Cultural perspective of plagiarism
The dictionary defines the word plagiarize as “to steal or copy and then pass off another’s ideas as our own without giving any credit or making any reference to the original author”. Many a times it is also referred to as literary stealing or literary theft. This is the absolutely general meaning of plagiarism. However, most commonly this word is used in the world of academics. Here the word has a slightly more specific meaning which is to steal or copy another author’s thoughts or ideas with the purpose of passing them off as our own in the paper that we write.
The cultural perspective on this is different in a number of countries. In some middle-east countries when student are paraphrasing a previous author’s work then they are not expected to write the source of the work that is, they are not expected to mention the author’s name or details. In these countries it is an accepted norm that no such thing will happen as the lecturers are expected to know everything about the field that they give the project on. In fact, writing or giving the author’s name or details is nothing short of insulting the mentor of the student. Thus in this context, what is expected of the student is technically plagiarism, as he or she is not citing the source, but it is the accepted thing.

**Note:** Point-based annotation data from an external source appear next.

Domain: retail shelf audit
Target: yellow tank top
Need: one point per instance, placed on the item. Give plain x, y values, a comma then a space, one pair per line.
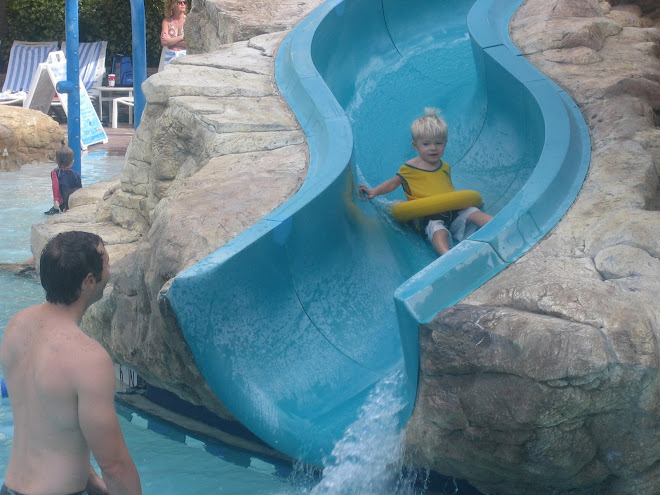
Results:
418, 183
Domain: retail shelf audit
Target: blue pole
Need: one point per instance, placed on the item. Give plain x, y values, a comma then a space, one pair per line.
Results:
72, 84
139, 57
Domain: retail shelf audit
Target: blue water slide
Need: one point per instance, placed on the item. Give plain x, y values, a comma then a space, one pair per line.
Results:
295, 321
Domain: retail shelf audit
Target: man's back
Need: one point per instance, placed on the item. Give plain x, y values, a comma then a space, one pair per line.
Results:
40, 353
61, 383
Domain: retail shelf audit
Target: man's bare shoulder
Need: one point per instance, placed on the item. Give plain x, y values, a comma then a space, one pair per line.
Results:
50, 326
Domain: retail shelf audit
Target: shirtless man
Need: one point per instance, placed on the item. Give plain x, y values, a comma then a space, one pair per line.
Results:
61, 383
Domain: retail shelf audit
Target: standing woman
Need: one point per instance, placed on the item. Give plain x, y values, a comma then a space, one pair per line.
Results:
171, 33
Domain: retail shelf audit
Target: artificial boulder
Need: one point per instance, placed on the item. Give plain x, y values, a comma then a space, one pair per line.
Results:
27, 136
545, 380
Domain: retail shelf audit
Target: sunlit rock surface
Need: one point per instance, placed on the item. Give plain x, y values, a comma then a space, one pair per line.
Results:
27, 136
545, 380
217, 149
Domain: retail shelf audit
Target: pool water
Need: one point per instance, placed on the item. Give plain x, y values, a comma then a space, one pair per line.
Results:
171, 460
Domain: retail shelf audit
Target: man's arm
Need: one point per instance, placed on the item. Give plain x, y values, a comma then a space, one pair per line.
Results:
99, 424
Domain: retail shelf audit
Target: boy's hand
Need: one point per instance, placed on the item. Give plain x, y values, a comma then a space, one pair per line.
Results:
368, 193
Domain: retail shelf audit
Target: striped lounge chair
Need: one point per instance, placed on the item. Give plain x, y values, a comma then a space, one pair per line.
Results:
24, 58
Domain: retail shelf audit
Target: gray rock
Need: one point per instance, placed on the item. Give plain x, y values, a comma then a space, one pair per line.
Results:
27, 136
545, 380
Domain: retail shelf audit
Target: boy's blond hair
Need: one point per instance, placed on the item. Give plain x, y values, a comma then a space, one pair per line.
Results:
430, 126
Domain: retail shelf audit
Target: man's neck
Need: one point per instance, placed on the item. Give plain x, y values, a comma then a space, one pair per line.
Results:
74, 311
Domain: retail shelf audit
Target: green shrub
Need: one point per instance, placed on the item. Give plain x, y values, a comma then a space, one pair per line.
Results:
109, 20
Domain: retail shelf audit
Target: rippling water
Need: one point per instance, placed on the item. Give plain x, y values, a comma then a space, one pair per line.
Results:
172, 460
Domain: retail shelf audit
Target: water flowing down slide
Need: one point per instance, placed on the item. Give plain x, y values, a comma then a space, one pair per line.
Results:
295, 321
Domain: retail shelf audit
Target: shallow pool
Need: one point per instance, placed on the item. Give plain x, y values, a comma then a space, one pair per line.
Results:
171, 460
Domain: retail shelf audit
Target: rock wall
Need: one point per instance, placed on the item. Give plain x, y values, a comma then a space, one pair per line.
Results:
545, 380
27, 136
217, 149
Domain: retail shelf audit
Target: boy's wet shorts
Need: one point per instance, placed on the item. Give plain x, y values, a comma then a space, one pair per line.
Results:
457, 220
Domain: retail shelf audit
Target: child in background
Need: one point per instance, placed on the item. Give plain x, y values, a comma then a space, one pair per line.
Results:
426, 175
64, 179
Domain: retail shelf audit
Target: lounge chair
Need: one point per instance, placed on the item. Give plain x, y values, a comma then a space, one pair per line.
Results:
24, 58
91, 63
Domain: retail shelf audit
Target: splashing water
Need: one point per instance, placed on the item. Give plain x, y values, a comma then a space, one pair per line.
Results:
369, 459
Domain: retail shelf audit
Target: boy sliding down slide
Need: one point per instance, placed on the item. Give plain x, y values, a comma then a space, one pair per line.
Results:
428, 175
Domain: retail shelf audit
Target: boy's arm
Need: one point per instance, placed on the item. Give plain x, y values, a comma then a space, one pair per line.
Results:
386, 187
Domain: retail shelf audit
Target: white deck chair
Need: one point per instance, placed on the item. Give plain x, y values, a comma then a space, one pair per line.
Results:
91, 62
24, 58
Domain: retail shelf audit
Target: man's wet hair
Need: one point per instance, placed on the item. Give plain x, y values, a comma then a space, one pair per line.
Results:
65, 262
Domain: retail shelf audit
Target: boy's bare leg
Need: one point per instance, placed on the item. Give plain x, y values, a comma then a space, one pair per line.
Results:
479, 218
441, 241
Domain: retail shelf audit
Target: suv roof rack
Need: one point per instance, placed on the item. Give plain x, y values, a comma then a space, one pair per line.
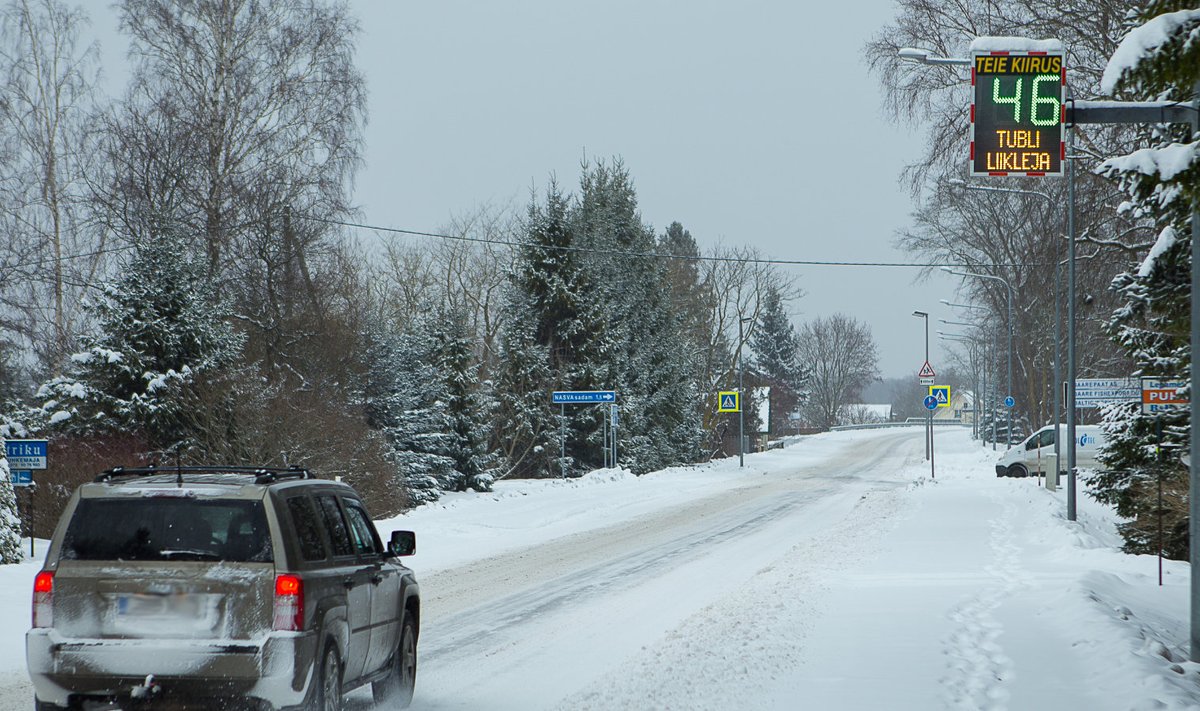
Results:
262, 475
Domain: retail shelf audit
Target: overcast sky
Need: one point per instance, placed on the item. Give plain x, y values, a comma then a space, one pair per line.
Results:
749, 123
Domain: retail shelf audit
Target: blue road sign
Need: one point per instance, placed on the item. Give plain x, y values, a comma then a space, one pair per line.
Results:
25, 454
583, 396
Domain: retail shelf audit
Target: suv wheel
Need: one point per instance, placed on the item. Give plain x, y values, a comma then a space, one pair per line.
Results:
329, 693
396, 688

In western countries and a majority of other countries in the world however, plagiarizing is considered to be highly dishonest and immoral. When academics present their work and findings, a lot of hard work goes into them. Now, when students are writing their own papers, many a times they refer to these previous works of these authors. This is not considered plagiarism if the student quotes the author’s work in his paper and if he or she also gives the author’s details.
Thus we see that different cultures and countries have a different perspective on this word.